A tool call returns bad data at event 47. The agent recovers — but the final answer is wrong. Your logs say "completed successfully."
Two runs of the same agent on identical input produce different results. You have no way to find where they split or what caused it.
Regulated industries need proof of what an AI did and why. "The model decided" is not a compliance answer. You need a signed ledger.
How It Works
Wrap any agent with steelspine run. Every event is captured, hashed, and indexed in real time.
No instrumentation, no SDK required. Full replay, divergence detection, and tamper-evident audit — out of the box.
# Before: blind
python my_agent.py
# After: full causal record
$ steelspine run python my_agent.py
✓ 247 events captured | Chain: CLEAN | 4.1s
✓ Verdict: SUCCEEDED — no failures detected
steelspine run works on Python, Node, shell scripts, Docker containers.

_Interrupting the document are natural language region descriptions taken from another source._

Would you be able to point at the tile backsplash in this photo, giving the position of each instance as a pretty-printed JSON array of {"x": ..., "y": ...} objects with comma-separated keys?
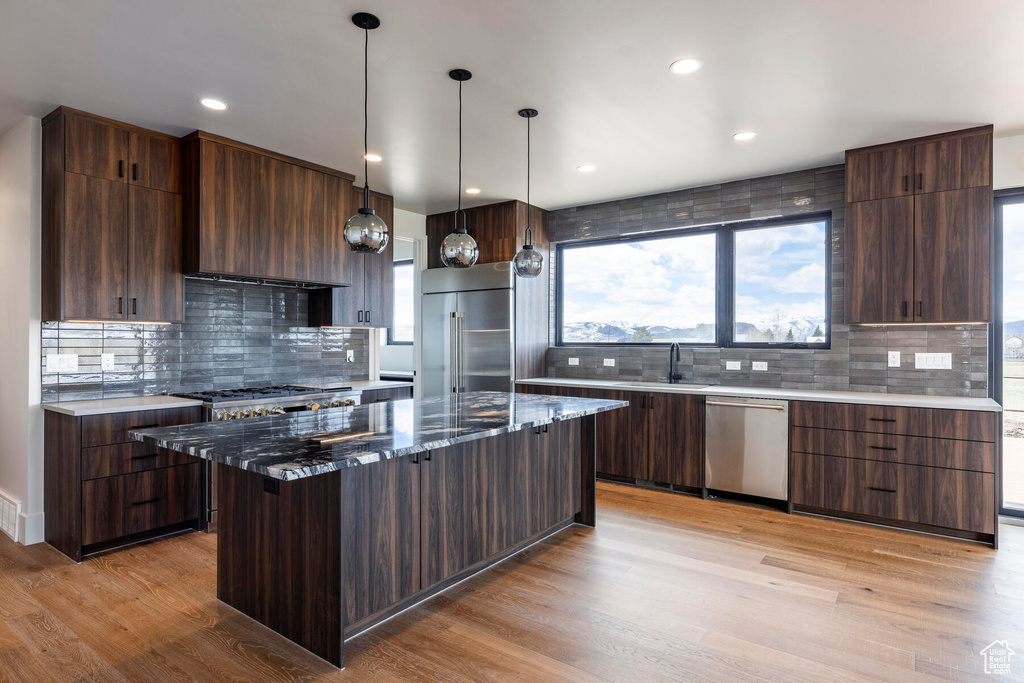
[
  {"x": 233, "y": 335},
  {"x": 857, "y": 359}
]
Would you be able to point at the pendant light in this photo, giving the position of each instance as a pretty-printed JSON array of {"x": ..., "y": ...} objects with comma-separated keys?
[
  {"x": 366, "y": 231},
  {"x": 459, "y": 249},
  {"x": 527, "y": 261}
]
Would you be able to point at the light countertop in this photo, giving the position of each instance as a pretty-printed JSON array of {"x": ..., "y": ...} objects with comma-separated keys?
[
  {"x": 865, "y": 397},
  {"x": 79, "y": 409}
]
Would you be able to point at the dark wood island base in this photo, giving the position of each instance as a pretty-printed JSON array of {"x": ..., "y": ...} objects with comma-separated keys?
[{"x": 324, "y": 558}]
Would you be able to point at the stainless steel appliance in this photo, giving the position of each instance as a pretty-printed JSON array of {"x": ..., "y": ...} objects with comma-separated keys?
[
  {"x": 747, "y": 446},
  {"x": 256, "y": 402},
  {"x": 468, "y": 329}
]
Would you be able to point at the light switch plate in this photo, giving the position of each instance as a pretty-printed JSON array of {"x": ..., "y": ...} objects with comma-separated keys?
[{"x": 933, "y": 360}]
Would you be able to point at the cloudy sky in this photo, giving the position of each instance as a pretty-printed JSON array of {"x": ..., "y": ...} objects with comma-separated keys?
[{"x": 671, "y": 282}]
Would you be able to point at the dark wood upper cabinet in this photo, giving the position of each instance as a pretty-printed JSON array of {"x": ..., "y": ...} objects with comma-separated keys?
[
  {"x": 880, "y": 260},
  {"x": 919, "y": 246},
  {"x": 155, "y": 281},
  {"x": 369, "y": 300},
  {"x": 952, "y": 255},
  {"x": 94, "y": 146},
  {"x": 112, "y": 246},
  {"x": 155, "y": 162},
  {"x": 95, "y": 261}
]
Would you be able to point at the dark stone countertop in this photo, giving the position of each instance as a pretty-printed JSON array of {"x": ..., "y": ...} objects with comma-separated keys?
[{"x": 301, "y": 444}]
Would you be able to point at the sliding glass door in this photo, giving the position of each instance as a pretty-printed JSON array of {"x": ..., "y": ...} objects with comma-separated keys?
[{"x": 1008, "y": 344}]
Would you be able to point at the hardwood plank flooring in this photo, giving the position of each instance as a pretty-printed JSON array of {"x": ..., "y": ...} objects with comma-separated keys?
[{"x": 666, "y": 588}]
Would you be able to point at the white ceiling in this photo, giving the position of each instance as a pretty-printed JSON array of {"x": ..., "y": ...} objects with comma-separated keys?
[{"x": 812, "y": 78}]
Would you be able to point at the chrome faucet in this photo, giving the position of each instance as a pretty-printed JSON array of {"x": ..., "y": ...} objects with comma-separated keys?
[{"x": 673, "y": 359}]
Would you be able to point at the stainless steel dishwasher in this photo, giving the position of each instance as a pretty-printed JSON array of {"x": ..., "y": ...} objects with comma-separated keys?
[{"x": 747, "y": 446}]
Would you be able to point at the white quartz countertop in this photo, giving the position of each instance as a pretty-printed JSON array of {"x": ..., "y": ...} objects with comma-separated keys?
[
  {"x": 867, "y": 397},
  {"x": 79, "y": 409}
]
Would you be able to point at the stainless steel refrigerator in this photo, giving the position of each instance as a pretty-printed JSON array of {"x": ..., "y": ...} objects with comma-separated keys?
[{"x": 468, "y": 329}]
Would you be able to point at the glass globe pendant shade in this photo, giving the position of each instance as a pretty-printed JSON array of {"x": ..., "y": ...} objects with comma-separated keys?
[
  {"x": 459, "y": 250},
  {"x": 527, "y": 262},
  {"x": 367, "y": 232}
]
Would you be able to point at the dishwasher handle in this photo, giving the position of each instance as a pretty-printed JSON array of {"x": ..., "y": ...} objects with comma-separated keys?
[{"x": 760, "y": 407}]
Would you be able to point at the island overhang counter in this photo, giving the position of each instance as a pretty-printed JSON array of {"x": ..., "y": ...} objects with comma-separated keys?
[{"x": 334, "y": 520}]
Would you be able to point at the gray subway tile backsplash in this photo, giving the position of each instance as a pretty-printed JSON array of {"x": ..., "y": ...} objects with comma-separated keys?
[
  {"x": 857, "y": 359},
  {"x": 233, "y": 335}
]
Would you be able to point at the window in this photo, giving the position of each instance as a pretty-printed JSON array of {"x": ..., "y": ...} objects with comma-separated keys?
[
  {"x": 753, "y": 284},
  {"x": 401, "y": 333}
]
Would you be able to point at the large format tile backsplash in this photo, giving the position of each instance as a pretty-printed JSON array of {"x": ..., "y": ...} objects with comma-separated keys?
[
  {"x": 233, "y": 335},
  {"x": 857, "y": 359}
]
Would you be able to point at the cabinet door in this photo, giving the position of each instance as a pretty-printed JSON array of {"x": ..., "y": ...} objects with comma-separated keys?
[
  {"x": 94, "y": 251},
  {"x": 467, "y": 506},
  {"x": 288, "y": 220},
  {"x": 880, "y": 260},
  {"x": 953, "y": 256},
  {"x": 338, "y": 208},
  {"x": 380, "y": 506},
  {"x": 226, "y": 209},
  {"x": 156, "y": 162},
  {"x": 155, "y": 281},
  {"x": 955, "y": 163},
  {"x": 95, "y": 148},
  {"x": 676, "y": 439},
  {"x": 379, "y": 271}
]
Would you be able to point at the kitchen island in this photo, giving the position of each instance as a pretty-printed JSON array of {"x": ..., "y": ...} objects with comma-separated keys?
[{"x": 334, "y": 520}]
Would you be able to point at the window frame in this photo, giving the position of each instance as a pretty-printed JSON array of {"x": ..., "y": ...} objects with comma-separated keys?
[
  {"x": 724, "y": 280},
  {"x": 390, "y": 331}
]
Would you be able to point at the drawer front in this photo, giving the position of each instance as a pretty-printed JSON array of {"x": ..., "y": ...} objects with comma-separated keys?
[
  {"x": 119, "y": 506},
  {"x": 950, "y": 499},
  {"x": 104, "y": 461},
  {"x": 967, "y": 425},
  {"x": 974, "y": 456},
  {"x": 114, "y": 428}
]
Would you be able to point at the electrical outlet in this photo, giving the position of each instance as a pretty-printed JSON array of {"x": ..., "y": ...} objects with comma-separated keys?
[{"x": 933, "y": 360}]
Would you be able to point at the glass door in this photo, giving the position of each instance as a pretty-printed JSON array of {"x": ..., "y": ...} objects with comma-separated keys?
[{"x": 1008, "y": 344}]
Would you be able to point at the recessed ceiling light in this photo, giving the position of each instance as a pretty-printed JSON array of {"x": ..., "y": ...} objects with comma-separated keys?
[
  {"x": 213, "y": 103},
  {"x": 687, "y": 66}
]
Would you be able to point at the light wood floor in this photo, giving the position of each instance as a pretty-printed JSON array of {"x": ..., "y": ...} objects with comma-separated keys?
[{"x": 666, "y": 588}]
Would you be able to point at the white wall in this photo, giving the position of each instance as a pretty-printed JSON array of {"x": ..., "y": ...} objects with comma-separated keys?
[
  {"x": 20, "y": 415},
  {"x": 1008, "y": 162}
]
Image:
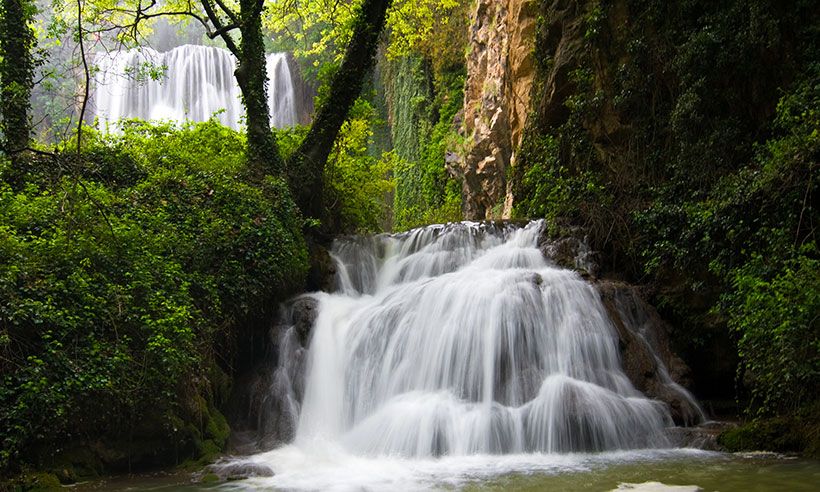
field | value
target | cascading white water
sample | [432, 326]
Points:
[447, 354]
[198, 81]
[462, 339]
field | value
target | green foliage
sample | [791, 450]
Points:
[119, 274]
[17, 65]
[799, 432]
[683, 137]
[776, 318]
[357, 185]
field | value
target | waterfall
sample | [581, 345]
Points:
[196, 83]
[463, 339]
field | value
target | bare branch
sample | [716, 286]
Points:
[228, 12]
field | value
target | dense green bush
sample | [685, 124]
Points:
[119, 272]
[424, 100]
[684, 140]
[358, 184]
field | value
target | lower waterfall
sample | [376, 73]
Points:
[458, 340]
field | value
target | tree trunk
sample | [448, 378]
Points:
[306, 165]
[16, 75]
[251, 75]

No changes to your agent required — ever.
$ steelspine compare run_0041 run_0042
Run A (run_0041): SUCCEEDED
Run B (run_0042): FAILED at event 112
param "temperature" 0.2 → 0.8
↳ 5 downstream decisions changed
↳ Root cause: config drift
Event-by-event comparison of any two runs. Finds the precise divergence point, shows what changed, traces every downstream decision that flowed from it.
$ steelspine verify-run --compliance-html
run_0041: CLEAN (247 events verified)
run_0042: CLEAN (301 events verified)
Hash chain: SHA-256 rolling
EU AI Act Art.12: MAPPED
Report: self-contained HTML — auditor ready
Every run produces a verifiable audit report. The SHA-256 rolling hash chain detects any byte-level change to any event — past, present, or future. No known tool offers this.
--compliance-html$ steelspine memory-agent
✓ Proxy running at http://localhost:11435
# One line in your agent
base_url = "http://localhost:11435"
✓ 3 entities recalled from prior sessions
✓ Session context injected — 14 prior interactions
A transparent LLM proxy sits between your agent and the model. It automatically recalls entities and injects prior session context — no framework changes, no new SDK to learn.
Architecture
SteelSpine AI sits between your agent and the world — capturing, evaluating, and recording every decision into a causal ledger that outlives the session.
A financial ledger records what moved and when. SteelSpine AI does the same for agent decisions — a permanent, verifiable record of every event, from first input to final output.
Command Reference
steelspine run
Wrap and capture any agent. Zero modification. Plain-English verdict after every run.
steelspine compare
Event-level divergence between any two runs. Traces root cause through downstream decisions.
steelspine status
Instant triage dashboard. Red attention banner fires automatically on critical signals.
steelspine what
"What failed in the last 10 runs?" — natural-language query, plain-English answer.
steelspine monitor
Background daemon. Proactive failure alerts in real time.
steelspine memory-agent
Transparent LLM proxy on :11435. Injects persistent entity memory into every request. One URL change. Any model.
steelspine verify-run
SHA-256 hash chain verification. --html for dev report. --compliance-html for EU AI Act Art.12.
steelspine replay
Deterministic replay from any event. Branch at any point to test alternate execution paths.
steelspine simulate
Branch alternative futures. Test different inputs against any captured agent state.
steelspine patterns
Cross-run failure pattern detection across your full run history.
steelspine ui
Browser dashboard — run manager, memory browser, audit viewer, timeline.
steelspine doctor
Health check with auto-fix. Detects config drift, stale state, and storage issues.